W Izraelu szczepienia pomagają w zwalczaniu koronawirusa. Fot. PAP/EPA
W Izraelu szczepienia pomagają w zwalczaniu koronawirusa. Fot. PAP/EPA

Tak skuteczna jest szczepionka Pfizera w Izraelu. Wynik daje nadzieję

Redakcja Redakcja Koronawirus Obserwuj temat Obserwuj notkę 102

W Izraelu na skutek szczepień preparatem Pfizera odnotowano spadek zachorowań na COVID-19 aż o 94 proc. Badanie dotyczyło pacjentów ze wszystkich grup wiekowych.

Najnowsze doniesienia z frontu walki z koronawirusem w Izraelu przytoczył w niedziele dziennik "Haarec", opierając się na ustaleniach firmy medycznej Clalit. Sprawdzono ok. 1,2 mln przypadków - grupę 600 tys. osób po otrzymaniu szczepionki Pfizer i taką samą liczbę niezaszczepionych. Wnioski są jednoznaczne i napawają optymizmem. 
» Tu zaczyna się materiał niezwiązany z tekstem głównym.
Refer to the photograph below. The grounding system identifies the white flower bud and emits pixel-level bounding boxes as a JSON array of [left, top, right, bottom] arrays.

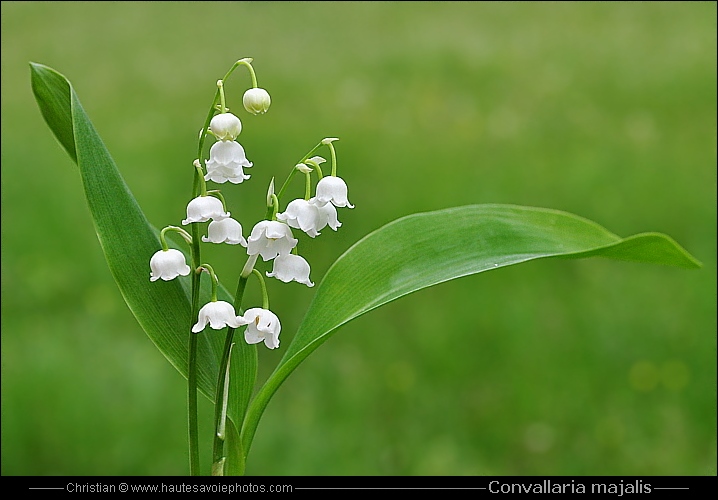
[[209, 113, 242, 141], [242, 88, 272, 115], [294, 163, 312, 174]]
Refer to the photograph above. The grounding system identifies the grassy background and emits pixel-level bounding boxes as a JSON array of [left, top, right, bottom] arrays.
[[1, 2, 716, 475]]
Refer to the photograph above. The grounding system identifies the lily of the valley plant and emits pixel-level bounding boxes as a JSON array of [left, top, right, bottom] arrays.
[[31, 58, 700, 475]]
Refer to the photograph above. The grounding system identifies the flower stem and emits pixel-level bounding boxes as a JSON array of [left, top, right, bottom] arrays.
[[212, 268, 250, 472], [187, 229, 200, 476], [235, 57, 257, 89], [187, 56, 246, 476], [277, 142, 323, 199]]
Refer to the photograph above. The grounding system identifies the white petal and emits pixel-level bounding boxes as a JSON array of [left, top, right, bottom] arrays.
[[192, 300, 247, 333], [209, 113, 242, 141], [267, 254, 314, 287], [316, 175, 354, 208], [242, 88, 272, 115], [150, 248, 191, 281], [202, 217, 247, 247], [243, 307, 282, 349], [182, 196, 230, 226]]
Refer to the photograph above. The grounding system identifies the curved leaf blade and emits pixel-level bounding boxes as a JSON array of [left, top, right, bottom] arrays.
[[242, 204, 700, 452], [30, 63, 257, 472]]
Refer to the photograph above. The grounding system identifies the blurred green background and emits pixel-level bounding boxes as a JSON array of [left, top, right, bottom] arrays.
[[1, 2, 716, 475]]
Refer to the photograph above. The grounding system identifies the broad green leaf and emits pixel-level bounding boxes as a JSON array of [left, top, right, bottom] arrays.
[[31, 63, 257, 472], [31, 64, 700, 473], [242, 205, 700, 453]]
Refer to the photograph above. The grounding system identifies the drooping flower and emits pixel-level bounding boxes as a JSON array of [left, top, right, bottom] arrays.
[[209, 113, 242, 141], [204, 140, 252, 184], [242, 88, 272, 115], [247, 220, 299, 262], [316, 175, 354, 208], [192, 300, 248, 333], [309, 197, 342, 231], [182, 196, 229, 226], [150, 248, 191, 281], [277, 198, 326, 238], [267, 253, 314, 287], [242, 307, 282, 349], [202, 217, 247, 247]]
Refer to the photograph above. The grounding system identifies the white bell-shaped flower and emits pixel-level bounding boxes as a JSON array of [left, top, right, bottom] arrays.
[[192, 300, 248, 333], [242, 307, 282, 349], [182, 196, 229, 226], [209, 113, 242, 141], [242, 88, 272, 115], [150, 248, 191, 281], [277, 198, 326, 238], [316, 175, 354, 208], [267, 253, 314, 286], [202, 217, 247, 247], [247, 220, 299, 262], [204, 140, 252, 184], [309, 197, 342, 231]]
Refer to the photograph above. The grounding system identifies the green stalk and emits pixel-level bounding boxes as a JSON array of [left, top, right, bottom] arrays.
[[187, 61, 249, 476], [212, 270, 251, 475], [187, 184, 201, 476], [277, 142, 322, 200]]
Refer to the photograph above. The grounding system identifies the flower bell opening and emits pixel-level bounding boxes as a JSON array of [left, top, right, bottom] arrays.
[[192, 300, 247, 333], [150, 248, 192, 281], [242, 88, 272, 115]]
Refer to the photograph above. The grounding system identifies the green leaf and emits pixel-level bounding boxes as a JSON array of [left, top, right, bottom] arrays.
[[242, 205, 700, 453], [31, 64, 700, 473], [30, 63, 257, 470]]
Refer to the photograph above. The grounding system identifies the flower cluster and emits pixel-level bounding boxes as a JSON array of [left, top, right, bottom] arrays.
[[150, 59, 354, 349]]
Aż o 94 proc. spadła częstotliwość występowania symptomów u zaszczepionych. Z kolei ciężki przebieg choroby COVID-19 zniwelowano aż o 92 proc. - przebadano 170 tys. seniorów powyżej 60 roku życia i 430 tys. osób w wieku 16 do 59 lat. Jak twierdzą dziennikarze "Haarec", wnioski firmy Clatit są bardziej dokładne niż testy kliniczne szczepionki Pfizera. Główną przyczyną jest większa próba ludzi młodych. Okazuje się też, że preparat jest tak samo skuteczny w przypadku ludzi starszych, jak w młodszym pokoleniu.

Inny wniosek badaczy? Szczepienia zapobiegają rozwojowi ciężkiego przebiegu choroby - tego nie można było ustalić w fazie testów klinicznych z powodu zbyt małej grupy chętnych osób z tak silnymi symptomami.

Izrael to światowy lider w rankingu wykonywanych szczepień przeciwko koronawirusowi. Pierwszą dawkę preparatu przyjęło co najmniej 41 proc. ludności, natomiast drugą ok. 25 proc. Zawrotne tempo akcji szczepień było możliwe m.in. dzięki wynegocjowanej umowie przez rząd Benjamina Netanjahu z amerykańskim koncernem na dostarczenie fiolek do Izraela. Ponadto działa tam mieszany system służby zdrowia z obowiązkowym wyborem jednej z czterech kasy chorych, uważany za jedną z najskuteczniejszych na świecie. 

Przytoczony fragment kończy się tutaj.